We proceed to build and train a suite of models to predict potential TOS violations within the text input. The following models were built, trained and evaluated:

Baseline Models

  1. Multinomial NaiveBayes Classifier
  2. PassiveAggressive Classifier
  3. XGBoost Classifier

The baseline models training notebook can be found at model_building/baselines/baseline_models.ipynb.

Deep Learning Models

  1. Convolutional Neural Network (CNN)
  2. Gated Recurrent Unit
  3. Long Short-term Memory
  4. Basic Transformer
  5. Bidirectional Encoder Representations from Transformers (BERT)
  6. RoBERTa
  7. hateBERT (multiple varients)

The respective deep learning models training notebooks can be found at model_building/xxx/xxx.ipynb.

Model Precision Recall F1
Multinomial Naive Bayes 0.27 0.17 0.20
PassiveAggressive 0.67 0.55 0.60
XGBoost 0.79 0.42 0.53
CNN 0.33 0.31 0.32
GRU 0.33 0.34 0.33
LSTM 0.32 0.32 0.32
Basic Transformer 0.68 0.52 0.55
BERT 0.85 0.65 0.70
RoBERTa 0.80 0.63 0.68
hateBERT variant 1 0.79 0.79 0.79
hateBERT variant 2 0.89 0.77 0.82
hateBERT variant 3 0.81 0.69 0.72

From initial testing, we observed that hateBERT performs the best for our task and given dataset. To increase robustness in evaluation, we further conducted a 10-fold Cross Validation on individual targets for the hateBERT model using variant 2.

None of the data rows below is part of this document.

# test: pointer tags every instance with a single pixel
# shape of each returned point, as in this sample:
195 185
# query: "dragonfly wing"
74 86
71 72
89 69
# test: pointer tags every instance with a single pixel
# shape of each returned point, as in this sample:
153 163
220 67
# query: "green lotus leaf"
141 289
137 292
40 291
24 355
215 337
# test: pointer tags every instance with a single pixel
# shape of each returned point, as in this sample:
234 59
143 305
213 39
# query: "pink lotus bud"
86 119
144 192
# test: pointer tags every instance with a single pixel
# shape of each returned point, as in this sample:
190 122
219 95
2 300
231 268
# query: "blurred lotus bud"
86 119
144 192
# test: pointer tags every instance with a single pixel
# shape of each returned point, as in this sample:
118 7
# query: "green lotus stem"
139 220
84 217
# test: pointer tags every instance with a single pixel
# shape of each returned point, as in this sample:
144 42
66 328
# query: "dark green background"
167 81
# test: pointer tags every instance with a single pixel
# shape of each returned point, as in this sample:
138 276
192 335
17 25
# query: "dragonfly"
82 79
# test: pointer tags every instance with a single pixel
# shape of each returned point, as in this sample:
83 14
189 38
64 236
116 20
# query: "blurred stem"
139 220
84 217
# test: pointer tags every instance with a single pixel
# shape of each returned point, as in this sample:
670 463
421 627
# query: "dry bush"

Model Precision Recall F1 n
Hate Speech 0.94 0.95 0.94 1958
Privacy 0.66 0.73 0.69 26
Sexual 0.67 0.57 0.61 46
Impersonation 0.60 0.46 0.52 26
Illegal 0.50 0.57 0.53 28
Advertisement 0.78 0.83 0.80 47
AI Content 0.98 0.98 0.98 684
Neutral 0.94 0.93 0.94 2175

The model weights of the hateBert has been saved for future deployment. It is stored at analysis_system/models/final_model_weights_full.pth

(back to top)

Deployment Layer

Product 1: Automatic Post Analysis Dashboard for Content Moderators

The first product was built using Streamlit, an open-source framework that allows developers to rapidly develop web applications for data science purposes.

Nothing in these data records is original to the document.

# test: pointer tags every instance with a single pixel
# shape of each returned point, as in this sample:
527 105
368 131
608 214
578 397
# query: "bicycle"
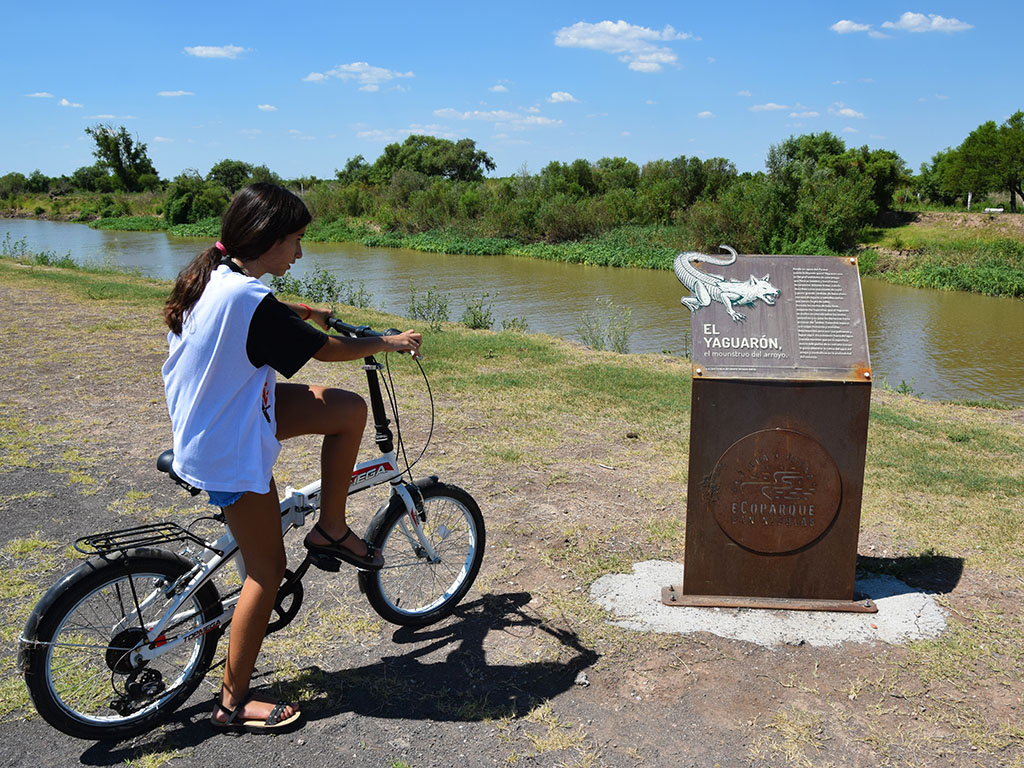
122 640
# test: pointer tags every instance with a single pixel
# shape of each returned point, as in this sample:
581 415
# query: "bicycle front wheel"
419 585
80 669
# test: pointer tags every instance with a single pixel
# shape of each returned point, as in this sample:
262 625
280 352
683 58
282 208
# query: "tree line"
813 197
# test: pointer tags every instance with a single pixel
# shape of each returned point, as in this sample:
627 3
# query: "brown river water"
945 345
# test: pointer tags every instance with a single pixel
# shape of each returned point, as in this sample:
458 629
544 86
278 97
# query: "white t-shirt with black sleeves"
219 381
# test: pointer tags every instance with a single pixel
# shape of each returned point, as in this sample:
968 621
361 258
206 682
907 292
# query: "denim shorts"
224 498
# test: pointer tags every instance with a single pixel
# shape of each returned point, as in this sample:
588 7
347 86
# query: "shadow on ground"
928 571
443 675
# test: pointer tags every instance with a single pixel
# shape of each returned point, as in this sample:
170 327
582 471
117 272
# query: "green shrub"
432 308
608 328
477 313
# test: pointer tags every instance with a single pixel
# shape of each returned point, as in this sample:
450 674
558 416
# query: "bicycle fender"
54 593
395 499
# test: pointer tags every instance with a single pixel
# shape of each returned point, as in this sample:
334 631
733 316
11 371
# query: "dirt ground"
528 672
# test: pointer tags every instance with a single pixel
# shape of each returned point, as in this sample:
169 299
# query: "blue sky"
303 86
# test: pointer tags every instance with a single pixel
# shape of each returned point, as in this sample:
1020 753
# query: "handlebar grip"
355 331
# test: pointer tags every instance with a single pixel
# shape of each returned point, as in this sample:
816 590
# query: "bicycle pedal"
325 562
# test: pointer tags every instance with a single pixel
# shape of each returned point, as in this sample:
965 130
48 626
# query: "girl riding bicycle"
228 337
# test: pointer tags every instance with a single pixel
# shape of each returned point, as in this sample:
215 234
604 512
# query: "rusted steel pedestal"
777 444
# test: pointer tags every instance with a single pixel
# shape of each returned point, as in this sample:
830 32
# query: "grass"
941 255
942 480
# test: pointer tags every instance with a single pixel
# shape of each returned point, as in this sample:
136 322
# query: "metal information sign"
780 394
802 318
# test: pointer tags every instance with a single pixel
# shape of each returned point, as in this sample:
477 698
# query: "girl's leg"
340 416
255 522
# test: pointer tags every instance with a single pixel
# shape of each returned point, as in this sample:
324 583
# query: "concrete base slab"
636 601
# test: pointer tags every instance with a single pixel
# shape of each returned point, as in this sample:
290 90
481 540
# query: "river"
945 345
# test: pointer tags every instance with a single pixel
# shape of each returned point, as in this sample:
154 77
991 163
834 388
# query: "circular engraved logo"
774 491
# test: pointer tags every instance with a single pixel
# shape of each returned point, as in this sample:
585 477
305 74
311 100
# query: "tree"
616 173
432 157
231 174
92 178
356 169
11 184
37 182
124 157
1012 168
189 199
261 173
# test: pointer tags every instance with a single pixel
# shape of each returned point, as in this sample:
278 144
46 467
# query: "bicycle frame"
295 507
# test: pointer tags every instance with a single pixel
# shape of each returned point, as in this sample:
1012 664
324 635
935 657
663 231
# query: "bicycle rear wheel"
80 639
412 590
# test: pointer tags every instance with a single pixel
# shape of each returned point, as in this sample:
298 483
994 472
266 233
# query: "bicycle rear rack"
140 536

To run the Automatic Post Analysis Dashboard, execute the following code in the CLI:

streamlit run analysis_system/Home.py

⚠️ Ensure that you have the Streamlit package installed! Do install the requirements via the requirements.txt if you have not done so!

The application should run on http://localhost:8501/.

Alternatively, you may access the deployed version here.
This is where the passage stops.